I think the issue here is with the multiple if conditions. If the first condition becomes true then "sendVerboseDevError" function will be executed. Which has following code

res.status(err.status).json({
    status: err.status,
    name: err.name,
    path: err.path,
    errors: err.errors,
    message: err.message,
    stack: err.stack,
});

after this function the response header will be set. Then the flow if going into the rest of the if conditions if the conditions is true and then again some other function is getting called which is trying to set response again. That's why you are getting error "Cannot set headers after they are sent to the client" You need to call "next()" method after setting the response.
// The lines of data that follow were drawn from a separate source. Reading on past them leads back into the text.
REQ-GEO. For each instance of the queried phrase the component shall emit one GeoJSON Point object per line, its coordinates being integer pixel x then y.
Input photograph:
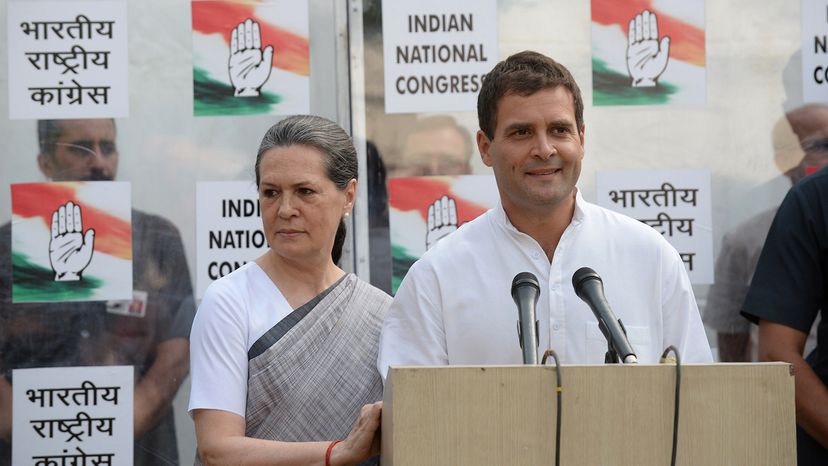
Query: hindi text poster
{"type": "Point", "coordinates": [73, 415]}
{"type": "Point", "coordinates": [67, 59]}
{"type": "Point", "coordinates": [676, 203]}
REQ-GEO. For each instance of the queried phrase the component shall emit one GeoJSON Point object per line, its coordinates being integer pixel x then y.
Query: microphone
{"type": "Point", "coordinates": [590, 288]}
{"type": "Point", "coordinates": [525, 292]}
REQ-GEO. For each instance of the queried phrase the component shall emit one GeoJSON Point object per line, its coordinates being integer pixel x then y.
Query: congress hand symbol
{"type": "Point", "coordinates": [646, 56]}
{"type": "Point", "coordinates": [70, 250]}
{"type": "Point", "coordinates": [442, 220]}
{"type": "Point", "coordinates": [249, 66]}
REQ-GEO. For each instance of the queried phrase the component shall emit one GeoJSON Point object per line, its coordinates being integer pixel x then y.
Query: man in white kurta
{"type": "Point", "coordinates": [455, 306]}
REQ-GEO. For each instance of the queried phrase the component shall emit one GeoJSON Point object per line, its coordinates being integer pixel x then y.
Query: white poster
{"type": "Point", "coordinates": [229, 229]}
{"type": "Point", "coordinates": [436, 53]}
{"type": "Point", "coordinates": [67, 59]}
{"type": "Point", "coordinates": [72, 415]}
{"type": "Point", "coordinates": [815, 50]}
{"type": "Point", "coordinates": [676, 203]}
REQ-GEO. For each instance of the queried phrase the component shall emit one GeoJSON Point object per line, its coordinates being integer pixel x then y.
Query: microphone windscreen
{"type": "Point", "coordinates": [581, 275]}
{"type": "Point", "coordinates": [525, 278]}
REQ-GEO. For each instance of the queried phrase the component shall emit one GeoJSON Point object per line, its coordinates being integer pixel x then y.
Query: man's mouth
{"type": "Point", "coordinates": [543, 171]}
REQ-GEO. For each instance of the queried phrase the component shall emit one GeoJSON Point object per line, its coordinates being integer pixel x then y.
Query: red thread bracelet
{"type": "Point", "coordinates": [328, 452]}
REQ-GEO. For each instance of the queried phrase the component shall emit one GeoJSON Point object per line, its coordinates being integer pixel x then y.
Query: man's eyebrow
{"type": "Point", "coordinates": [517, 125]}
{"type": "Point", "coordinates": [562, 122]}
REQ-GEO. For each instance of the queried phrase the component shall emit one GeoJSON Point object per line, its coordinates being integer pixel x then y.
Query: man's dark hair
{"type": "Point", "coordinates": [48, 132]}
{"type": "Point", "coordinates": [524, 74]}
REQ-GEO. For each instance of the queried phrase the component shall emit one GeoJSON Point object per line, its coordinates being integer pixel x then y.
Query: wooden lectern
{"type": "Point", "coordinates": [730, 414]}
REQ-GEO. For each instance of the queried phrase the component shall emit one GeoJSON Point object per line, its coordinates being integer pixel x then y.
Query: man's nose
{"type": "Point", "coordinates": [543, 147]}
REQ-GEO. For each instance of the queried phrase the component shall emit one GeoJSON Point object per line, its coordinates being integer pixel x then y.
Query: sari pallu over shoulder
{"type": "Point", "coordinates": [311, 373]}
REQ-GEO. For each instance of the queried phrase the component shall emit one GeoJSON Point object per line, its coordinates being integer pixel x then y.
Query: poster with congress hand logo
{"type": "Point", "coordinates": [426, 209]}
{"type": "Point", "coordinates": [250, 57]}
{"type": "Point", "coordinates": [71, 241]}
{"type": "Point", "coordinates": [648, 52]}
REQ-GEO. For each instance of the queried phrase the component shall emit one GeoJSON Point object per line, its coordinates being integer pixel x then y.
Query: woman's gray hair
{"type": "Point", "coordinates": [321, 133]}
{"type": "Point", "coordinates": [331, 140]}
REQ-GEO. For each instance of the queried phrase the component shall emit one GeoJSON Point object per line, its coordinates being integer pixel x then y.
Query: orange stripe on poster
{"type": "Point", "coordinates": [686, 40]}
{"type": "Point", "coordinates": [113, 235]}
{"type": "Point", "coordinates": [290, 51]}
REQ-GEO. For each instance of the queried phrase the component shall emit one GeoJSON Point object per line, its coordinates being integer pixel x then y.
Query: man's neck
{"type": "Point", "coordinates": [546, 226]}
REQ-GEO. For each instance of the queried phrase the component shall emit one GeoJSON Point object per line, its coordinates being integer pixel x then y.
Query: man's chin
{"type": "Point", "coordinates": [97, 177]}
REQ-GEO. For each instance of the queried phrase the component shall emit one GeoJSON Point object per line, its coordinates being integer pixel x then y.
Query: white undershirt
{"type": "Point", "coordinates": [235, 312]}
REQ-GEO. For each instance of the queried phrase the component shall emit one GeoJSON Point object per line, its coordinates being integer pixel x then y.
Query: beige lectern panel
{"type": "Point", "coordinates": [612, 415]}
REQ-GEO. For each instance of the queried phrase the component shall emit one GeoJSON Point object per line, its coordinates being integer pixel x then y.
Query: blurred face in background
{"type": "Point", "coordinates": [435, 151]}
{"type": "Point", "coordinates": [84, 150]}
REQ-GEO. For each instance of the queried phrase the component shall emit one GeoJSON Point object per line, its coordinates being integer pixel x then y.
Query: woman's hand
{"type": "Point", "coordinates": [364, 440]}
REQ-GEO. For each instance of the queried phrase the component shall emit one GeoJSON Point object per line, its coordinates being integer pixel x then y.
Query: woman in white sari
{"type": "Point", "coordinates": [284, 348]}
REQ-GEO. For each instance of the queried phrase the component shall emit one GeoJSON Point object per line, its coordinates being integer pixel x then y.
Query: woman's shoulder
{"type": "Point", "coordinates": [367, 293]}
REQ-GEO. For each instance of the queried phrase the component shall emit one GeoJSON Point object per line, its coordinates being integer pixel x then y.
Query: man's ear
{"type": "Point", "coordinates": [484, 145]}
{"type": "Point", "coordinates": [350, 194]}
{"type": "Point", "coordinates": [46, 164]}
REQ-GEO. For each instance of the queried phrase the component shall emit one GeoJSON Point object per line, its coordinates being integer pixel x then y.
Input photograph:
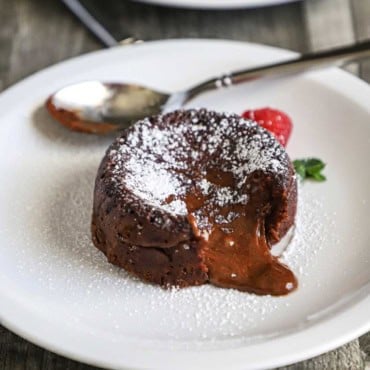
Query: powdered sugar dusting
{"type": "Point", "coordinates": [169, 156]}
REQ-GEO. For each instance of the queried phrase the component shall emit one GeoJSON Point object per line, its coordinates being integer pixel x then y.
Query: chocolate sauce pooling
{"type": "Point", "coordinates": [197, 196]}
{"type": "Point", "coordinates": [236, 251]}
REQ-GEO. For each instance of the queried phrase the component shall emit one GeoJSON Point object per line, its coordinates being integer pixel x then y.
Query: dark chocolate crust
{"type": "Point", "coordinates": [157, 245]}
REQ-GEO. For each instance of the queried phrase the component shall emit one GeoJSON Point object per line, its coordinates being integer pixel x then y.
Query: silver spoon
{"type": "Point", "coordinates": [98, 107]}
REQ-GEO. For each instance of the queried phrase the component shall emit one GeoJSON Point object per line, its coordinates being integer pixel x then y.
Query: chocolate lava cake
{"type": "Point", "coordinates": [194, 197]}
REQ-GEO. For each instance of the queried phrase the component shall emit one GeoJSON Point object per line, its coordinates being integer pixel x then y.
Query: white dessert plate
{"type": "Point", "coordinates": [217, 4]}
{"type": "Point", "coordinates": [58, 291]}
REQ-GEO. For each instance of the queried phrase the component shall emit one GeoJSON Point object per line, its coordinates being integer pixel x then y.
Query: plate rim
{"type": "Point", "coordinates": [232, 4]}
{"type": "Point", "coordinates": [352, 328]}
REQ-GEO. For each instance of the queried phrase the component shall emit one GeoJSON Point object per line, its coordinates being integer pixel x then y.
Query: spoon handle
{"type": "Point", "coordinates": [94, 26]}
{"type": "Point", "coordinates": [335, 57]}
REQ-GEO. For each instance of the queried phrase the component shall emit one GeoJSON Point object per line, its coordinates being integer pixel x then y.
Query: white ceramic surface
{"type": "Point", "coordinates": [58, 291]}
{"type": "Point", "coordinates": [217, 4]}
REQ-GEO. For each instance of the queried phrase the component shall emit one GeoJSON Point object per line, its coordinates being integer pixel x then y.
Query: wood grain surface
{"type": "Point", "coordinates": [38, 33]}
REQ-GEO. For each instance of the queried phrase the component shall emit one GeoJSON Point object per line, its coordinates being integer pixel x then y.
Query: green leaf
{"type": "Point", "coordinates": [310, 168]}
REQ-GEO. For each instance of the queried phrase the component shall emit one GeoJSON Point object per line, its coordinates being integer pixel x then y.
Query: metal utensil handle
{"type": "Point", "coordinates": [334, 57]}
{"type": "Point", "coordinates": [94, 26]}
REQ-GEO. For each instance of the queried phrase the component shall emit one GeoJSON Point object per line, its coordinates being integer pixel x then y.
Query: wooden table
{"type": "Point", "coordinates": [37, 33]}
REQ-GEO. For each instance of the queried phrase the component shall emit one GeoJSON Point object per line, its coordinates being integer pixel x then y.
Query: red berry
{"type": "Point", "coordinates": [273, 120]}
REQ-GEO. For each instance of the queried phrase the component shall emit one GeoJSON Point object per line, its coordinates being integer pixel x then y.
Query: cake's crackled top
{"type": "Point", "coordinates": [160, 158]}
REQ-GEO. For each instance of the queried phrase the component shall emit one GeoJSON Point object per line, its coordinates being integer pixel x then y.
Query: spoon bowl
{"type": "Point", "coordinates": [98, 107]}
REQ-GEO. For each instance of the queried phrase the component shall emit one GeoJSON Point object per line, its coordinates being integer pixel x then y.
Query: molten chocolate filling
{"type": "Point", "coordinates": [233, 239]}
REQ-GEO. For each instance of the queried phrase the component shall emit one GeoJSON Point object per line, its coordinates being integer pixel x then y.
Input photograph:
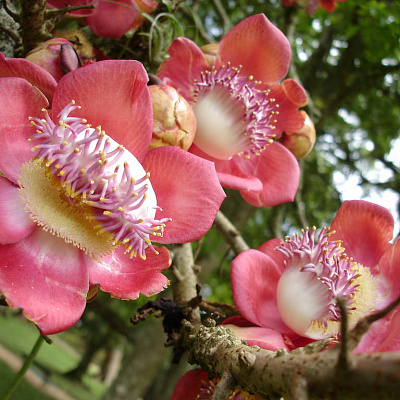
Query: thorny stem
{"type": "Point", "coordinates": [28, 362]}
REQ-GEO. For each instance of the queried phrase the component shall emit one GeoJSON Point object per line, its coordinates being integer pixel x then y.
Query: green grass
{"type": "Point", "coordinates": [19, 336]}
{"type": "Point", "coordinates": [24, 389]}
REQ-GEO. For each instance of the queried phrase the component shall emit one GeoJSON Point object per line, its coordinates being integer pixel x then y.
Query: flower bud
{"type": "Point", "coordinates": [301, 143]}
{"type": "Point", "coordinates": [174, 122]}
{"type": "Point", "coordinates": [57, 56]}
{"type": "Point", "coordinates": [210, 52]}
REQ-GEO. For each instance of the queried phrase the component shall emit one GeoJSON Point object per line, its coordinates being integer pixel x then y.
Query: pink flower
{"type": "Point", "coordinates": [110, 19]}
{"type": "Point", "coordinates": [195, 385]}
{"type": "Point", "coordinates": [312, 5]}
{"type": "Point", "coordinates": [291, 288]}
{"type": "Point", "coordinates": [240, 108]}
{"type": "Point", "coordinates": [85, 198]}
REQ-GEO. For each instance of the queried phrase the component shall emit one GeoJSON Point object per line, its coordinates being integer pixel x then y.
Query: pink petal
{"type": "Point", "coordinates": [185, 63]}
{"type": "Point", "coordinates": [112, 20]}
{"type": "Point", "coordinates": [16, 224]}
{"type": "Point", "coordinates": [254, 335]}
{"type": "Point", "coordinates": [269, 247]}
{"type": "Point", "coordinates": [19, 100]}
{"type": "Point", "coordinates": [260, 47]}
{"type": "Point", "coordinates": [290, 119]}
{"type": "Point", "coordinates": [365, 229]}
{"type": "Point", "coordinates": [279, 172]}
{"type": "Point", "coordinates": [229, 174]}
{"type": "Point", "coordinates": [389, 267]}
{"type": "Point", "coordinates": [82, 13]}
{"type": "Point", "coordinates": [187, 190]}
{"type": "Point", "coordinates": [37, 76]}
{"type": "Point", "coordinates": [188, 386]}
{"type": "Point", "coordinates": [46, 278]}
{"type": "Point", "coordinates": [112, 94]}
{"type": "Point", "coordinates": [254, 280]}
{"type": "Point", "coordinates": [126, 278]}
{"type": "Point", "coordinates": [383, 336]}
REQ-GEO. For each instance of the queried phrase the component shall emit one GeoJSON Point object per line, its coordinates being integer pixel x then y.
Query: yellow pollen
{"type": "Point", "coordinates": [45, 202]}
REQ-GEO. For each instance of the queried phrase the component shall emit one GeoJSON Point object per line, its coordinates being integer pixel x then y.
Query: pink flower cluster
{"type": "Point", "coordinates": [241, 108]}
{"type": "Point", "coordinates": [79, 187]}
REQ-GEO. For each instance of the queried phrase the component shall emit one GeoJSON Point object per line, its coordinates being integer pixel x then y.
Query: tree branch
{"type": "Point", "coordinates": [299, 376]}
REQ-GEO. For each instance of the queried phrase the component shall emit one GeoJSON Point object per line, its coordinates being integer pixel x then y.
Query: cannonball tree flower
{"type": "Point", "coordinates": [241, 109]}
{"type": "Point", "coordinates": [110, 19]}
{"type": "Point", "coordinates": [292, 287]}
{"type": "Point", "coordinates": [85, 206]}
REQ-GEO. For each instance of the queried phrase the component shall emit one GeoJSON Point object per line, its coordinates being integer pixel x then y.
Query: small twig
{"type": "Point", "coordinates": [197, 249]}
{"type": "Point", "coordinates": [10, 33]}
{"type": "Point", "coordinates": [230, 233]}
{"type": "Point", "coordinates": [299, 388]}
{"type": "Point", "coordinates": [59, 13]}
{"type": "Point", "coordinates": [364, 324]}
{"type": "Point", "coordinates": [227, 24]}
{"type": "Point", "coordinates": [12, 14]}
{"type": "Point", "coordinates": [343, 360]}
{"type": "Point", "coordinates": [223, 387]}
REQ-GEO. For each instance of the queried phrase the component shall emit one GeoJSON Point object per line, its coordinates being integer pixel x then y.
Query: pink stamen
{"type": "Point", "coordinates": [82, 161]}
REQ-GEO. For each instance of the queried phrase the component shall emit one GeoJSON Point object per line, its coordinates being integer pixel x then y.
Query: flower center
{"type": "Point", "coordinates": [316, 274]}
{"type": "Point", "coordinates": [86, 188]}
{"type": "Point", "coordinates": [234, 116]}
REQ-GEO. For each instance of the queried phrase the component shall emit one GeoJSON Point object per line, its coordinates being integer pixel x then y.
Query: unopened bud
{"type": "Point", "coordinates": [56, 56]}
{"type": "Point", "coordinates": [210, 52]}
{"type": "Point", "coordinates": [174, 122]}
{"type": "Point", "coordinates": [92, 293]}
{"type": "Point", "coordinates": [301, 143]}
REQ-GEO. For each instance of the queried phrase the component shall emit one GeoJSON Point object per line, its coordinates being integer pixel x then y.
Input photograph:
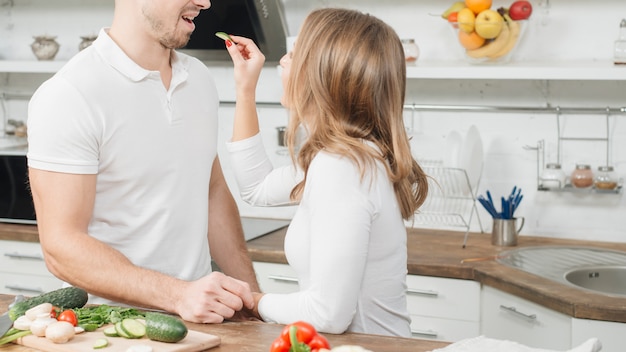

So you should add "next()" method at the bottom in each if conditions.

something like

    module.exports = (err, req, res, next) => {

    if (process.env.APP_ENV === 'development'){
        sendVerboseDevError(err, res);
        next();
    }
    if (err.name === 'CastError') {
        err = prodDBCastError(err);
        next();
    }
    if (err.name === 'MongoError') {
        err = prodDBDuplicateFieldsError(err);
        next();
    }
    if (err.name === 'ValidationError') {
        err = prodDBDValidationError(err);
        next();
    }
    if (err.name === 'Bad Request') {
        err = handleBadRequestDB(err);
        next();
    }

    sendProdError(err, res);
    next();
};

the next function will terminate the API call and return the response and preventing it to set the response again after response has been set by any function executed before the current one.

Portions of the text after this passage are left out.